Contributed by: Henry, FreeTaxUSA Agent, Tax Pro
Sometimes a property is made available to rent but doesn’t get rented right away. As the property owner, you are likely covering expenses such as the mortgage, property taxes, insurance, and utilities. Without rental income to report, you might be wondering how to handle these pre-rental expenses on your tax return.
Can you deduct your rental expenses if you didn’t have rental income?
The IRS says you can deduct your ordinary and necessary expenses for managing, conserving, or maintaining rental property from the time you make it available for rent (usually that’s the date the property is ready for tenants and you put the ‘For Rent’ sign in the front yard). This means it’s possible to file Schedule E and claim rental expenses without having any rental income to report.
For example, you converted your primary residence to a rental and made it available to rent on December 1, 2024. It didn’t get rented until January 1, 2025. You can file Schedule E with your 2024 tax return and claim your rental expenses for December.
How to report rental expenses using FreeTaxUSA
Enter information about your rental in the software by following this menu path: Income > Business Income > Rental Income (Schedule E).
First, you’ll be prompted to provide some basic information about the property. When you’re asked about personal use of the rental, it’s referring to the number of days you used the property AFTER converting it to a rental.
As you continue, you’ll be asked how many days you rented the property. If you enter 0 days rented to others, the follow-up question is “Did you try to rent it?" If the answer is yes, it's still considered a rental even though it wasn’t actually rented. You’ll be able to proceed to the expenses screen where you can deduct rental costs starting from the day it became available for rent.
Apportioning expenses
When entering your rental expenses, be sure to only enter amounts applicable to the portion of the year the property was a rental.

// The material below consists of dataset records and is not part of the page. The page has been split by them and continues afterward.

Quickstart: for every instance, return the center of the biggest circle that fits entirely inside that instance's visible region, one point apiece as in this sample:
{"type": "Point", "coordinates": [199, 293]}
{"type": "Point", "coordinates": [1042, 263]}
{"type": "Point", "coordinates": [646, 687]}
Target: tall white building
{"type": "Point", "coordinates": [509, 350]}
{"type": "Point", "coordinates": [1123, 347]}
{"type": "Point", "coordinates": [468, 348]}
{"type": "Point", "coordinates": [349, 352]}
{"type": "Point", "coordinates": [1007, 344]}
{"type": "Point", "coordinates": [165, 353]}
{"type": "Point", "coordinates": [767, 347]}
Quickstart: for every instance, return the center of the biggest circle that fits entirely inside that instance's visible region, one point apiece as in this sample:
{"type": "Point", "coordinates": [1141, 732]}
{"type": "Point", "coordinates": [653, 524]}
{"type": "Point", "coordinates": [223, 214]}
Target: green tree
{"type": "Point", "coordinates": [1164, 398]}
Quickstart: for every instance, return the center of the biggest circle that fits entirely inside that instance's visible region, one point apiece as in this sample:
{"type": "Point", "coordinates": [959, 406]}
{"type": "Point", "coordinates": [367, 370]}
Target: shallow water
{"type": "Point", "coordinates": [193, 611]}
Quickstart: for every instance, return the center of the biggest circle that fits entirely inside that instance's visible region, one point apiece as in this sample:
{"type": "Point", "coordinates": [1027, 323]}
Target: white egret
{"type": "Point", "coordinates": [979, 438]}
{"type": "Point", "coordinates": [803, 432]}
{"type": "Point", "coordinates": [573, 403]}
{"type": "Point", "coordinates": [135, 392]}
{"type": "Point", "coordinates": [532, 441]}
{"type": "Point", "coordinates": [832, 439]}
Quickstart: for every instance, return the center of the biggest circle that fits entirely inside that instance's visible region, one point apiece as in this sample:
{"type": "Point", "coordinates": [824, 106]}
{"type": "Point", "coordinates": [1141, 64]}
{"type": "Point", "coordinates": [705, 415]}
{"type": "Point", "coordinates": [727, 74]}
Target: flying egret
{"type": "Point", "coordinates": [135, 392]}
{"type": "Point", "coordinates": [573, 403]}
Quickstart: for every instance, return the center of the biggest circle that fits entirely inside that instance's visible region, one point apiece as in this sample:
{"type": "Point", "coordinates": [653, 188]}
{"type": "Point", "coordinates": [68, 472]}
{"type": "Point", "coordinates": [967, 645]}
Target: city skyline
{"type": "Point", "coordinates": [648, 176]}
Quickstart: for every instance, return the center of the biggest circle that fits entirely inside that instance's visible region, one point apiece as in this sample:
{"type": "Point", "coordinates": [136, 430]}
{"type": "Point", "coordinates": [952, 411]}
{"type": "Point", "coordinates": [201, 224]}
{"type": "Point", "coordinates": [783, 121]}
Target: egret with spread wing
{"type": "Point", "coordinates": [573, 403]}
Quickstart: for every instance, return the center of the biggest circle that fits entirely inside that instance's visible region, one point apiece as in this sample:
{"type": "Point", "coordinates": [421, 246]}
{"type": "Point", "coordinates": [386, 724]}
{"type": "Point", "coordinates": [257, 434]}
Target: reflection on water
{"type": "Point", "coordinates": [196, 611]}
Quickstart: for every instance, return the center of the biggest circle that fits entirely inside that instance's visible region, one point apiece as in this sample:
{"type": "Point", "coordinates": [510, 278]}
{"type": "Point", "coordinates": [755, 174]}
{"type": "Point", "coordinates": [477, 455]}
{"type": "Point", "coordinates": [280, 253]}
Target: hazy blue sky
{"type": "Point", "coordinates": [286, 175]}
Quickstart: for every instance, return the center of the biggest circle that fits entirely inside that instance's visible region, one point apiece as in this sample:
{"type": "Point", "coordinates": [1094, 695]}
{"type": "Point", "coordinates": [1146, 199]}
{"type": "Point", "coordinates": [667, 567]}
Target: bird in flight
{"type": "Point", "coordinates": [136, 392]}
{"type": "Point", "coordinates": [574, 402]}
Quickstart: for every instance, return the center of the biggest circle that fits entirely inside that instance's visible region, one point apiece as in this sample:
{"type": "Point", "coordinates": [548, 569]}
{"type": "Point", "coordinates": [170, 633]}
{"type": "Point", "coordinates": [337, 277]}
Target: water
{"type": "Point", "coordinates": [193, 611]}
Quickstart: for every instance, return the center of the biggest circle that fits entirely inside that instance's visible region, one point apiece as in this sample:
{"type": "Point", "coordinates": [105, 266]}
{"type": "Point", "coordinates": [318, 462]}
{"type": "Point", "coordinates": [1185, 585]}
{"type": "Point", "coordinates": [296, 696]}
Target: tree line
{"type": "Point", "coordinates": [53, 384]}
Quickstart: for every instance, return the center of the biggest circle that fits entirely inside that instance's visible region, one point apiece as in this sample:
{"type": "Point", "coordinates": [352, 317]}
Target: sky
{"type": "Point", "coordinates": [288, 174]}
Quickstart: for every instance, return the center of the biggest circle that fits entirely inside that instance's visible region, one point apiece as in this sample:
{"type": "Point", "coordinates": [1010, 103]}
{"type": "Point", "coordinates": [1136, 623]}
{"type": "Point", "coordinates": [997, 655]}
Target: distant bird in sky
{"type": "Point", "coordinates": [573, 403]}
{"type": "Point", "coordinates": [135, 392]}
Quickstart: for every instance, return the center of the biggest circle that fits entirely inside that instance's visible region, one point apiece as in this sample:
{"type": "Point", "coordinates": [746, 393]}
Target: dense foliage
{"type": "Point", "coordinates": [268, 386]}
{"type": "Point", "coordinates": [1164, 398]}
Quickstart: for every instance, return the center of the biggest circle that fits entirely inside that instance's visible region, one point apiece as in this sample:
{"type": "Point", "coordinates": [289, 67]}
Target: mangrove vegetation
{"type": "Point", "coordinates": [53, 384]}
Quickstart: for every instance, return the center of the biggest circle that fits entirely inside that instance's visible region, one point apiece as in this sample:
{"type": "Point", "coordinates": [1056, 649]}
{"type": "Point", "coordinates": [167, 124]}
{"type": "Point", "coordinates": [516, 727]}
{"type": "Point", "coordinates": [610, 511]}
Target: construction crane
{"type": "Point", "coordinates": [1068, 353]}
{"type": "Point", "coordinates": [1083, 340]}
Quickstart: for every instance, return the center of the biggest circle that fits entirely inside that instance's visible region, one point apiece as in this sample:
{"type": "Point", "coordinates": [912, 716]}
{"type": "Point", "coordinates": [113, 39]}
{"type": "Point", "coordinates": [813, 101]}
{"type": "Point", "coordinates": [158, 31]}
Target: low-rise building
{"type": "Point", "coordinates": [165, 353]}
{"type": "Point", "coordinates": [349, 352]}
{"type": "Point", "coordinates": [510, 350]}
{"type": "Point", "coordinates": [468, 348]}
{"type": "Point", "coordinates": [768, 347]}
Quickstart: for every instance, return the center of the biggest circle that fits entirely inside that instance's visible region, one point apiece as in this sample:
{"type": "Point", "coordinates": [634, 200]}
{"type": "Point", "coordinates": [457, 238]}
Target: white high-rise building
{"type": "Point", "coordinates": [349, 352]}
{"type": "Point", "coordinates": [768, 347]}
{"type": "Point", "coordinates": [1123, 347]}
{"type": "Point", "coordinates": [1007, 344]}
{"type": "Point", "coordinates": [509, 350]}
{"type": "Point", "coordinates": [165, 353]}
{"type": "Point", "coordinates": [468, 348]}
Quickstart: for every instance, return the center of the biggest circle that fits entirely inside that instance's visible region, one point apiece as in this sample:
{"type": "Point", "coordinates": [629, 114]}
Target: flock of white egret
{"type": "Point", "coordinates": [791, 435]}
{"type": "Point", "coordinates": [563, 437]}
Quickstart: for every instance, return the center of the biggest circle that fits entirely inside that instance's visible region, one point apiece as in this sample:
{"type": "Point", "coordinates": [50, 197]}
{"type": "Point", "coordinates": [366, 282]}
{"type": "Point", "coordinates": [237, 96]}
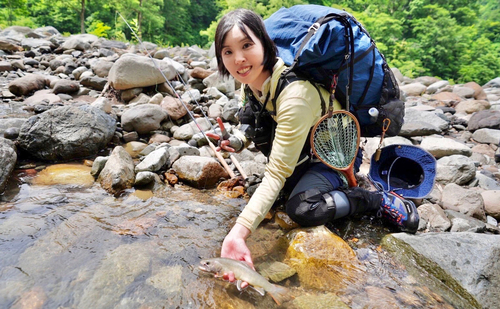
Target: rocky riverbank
{"type": "Point", "coordinates": [81, 97]}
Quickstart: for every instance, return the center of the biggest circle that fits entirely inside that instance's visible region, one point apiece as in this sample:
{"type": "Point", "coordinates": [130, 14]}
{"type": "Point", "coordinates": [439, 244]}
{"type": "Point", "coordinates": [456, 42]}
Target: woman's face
{"type": "Point", "coordinates": [243, 57]}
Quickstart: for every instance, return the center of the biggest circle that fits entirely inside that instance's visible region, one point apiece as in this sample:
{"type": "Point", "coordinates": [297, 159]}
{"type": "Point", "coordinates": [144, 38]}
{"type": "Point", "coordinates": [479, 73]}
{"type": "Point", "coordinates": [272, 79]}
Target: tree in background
{"type": "Point", "coordinates": [457, 40]}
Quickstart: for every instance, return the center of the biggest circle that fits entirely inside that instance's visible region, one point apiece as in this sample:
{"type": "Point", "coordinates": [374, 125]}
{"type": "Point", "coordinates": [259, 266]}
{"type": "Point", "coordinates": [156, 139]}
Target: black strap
{"type": "Point", "coordinates": [286, 78]}
{"type": "Point", "coordinates": [369, 82]}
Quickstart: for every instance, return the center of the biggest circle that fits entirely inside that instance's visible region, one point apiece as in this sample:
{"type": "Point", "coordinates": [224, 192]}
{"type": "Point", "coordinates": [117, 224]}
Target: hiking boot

Using our example from above, if you’re claiming your real estate taxes for 2024, you would enter 1/12 of the total real estate taxes paid as a rental expense because the property was available for rent 1 month out of the 12 months in the year. The remaining 11/12 of the real estate taxes are claimed as an itemized deduction on Schedule A.
Any expenses that only apply to the rental (such as advertising or management fees) can generally be fully deducted.
What about expenses incurred to get a property ready for rental?
Deductible rental expenses begin only when the property is available for rent. If you incur costs to improve the property before placing it into service as a rental, those expenses are typically added to the property’s cost basis and depreciated.
Refer to IRS Publication 527 for more information on how to figure your property’s basis for depreciation.
How does a rental loss affect your tax return?
Rental income is considered passive income. This means a rental loss can usually only be used to reduce other passive income on your tax return.
If you aren't able to fully deduct your rental loss in the current year, it can be carried forward to next year’s tax return. When you go to prepare your return next year, look for your passive loss carryovers on Form 8582 of your prior year return. Unallowed losses on Form 8582, Part VII are the losses that carry forward to the next year.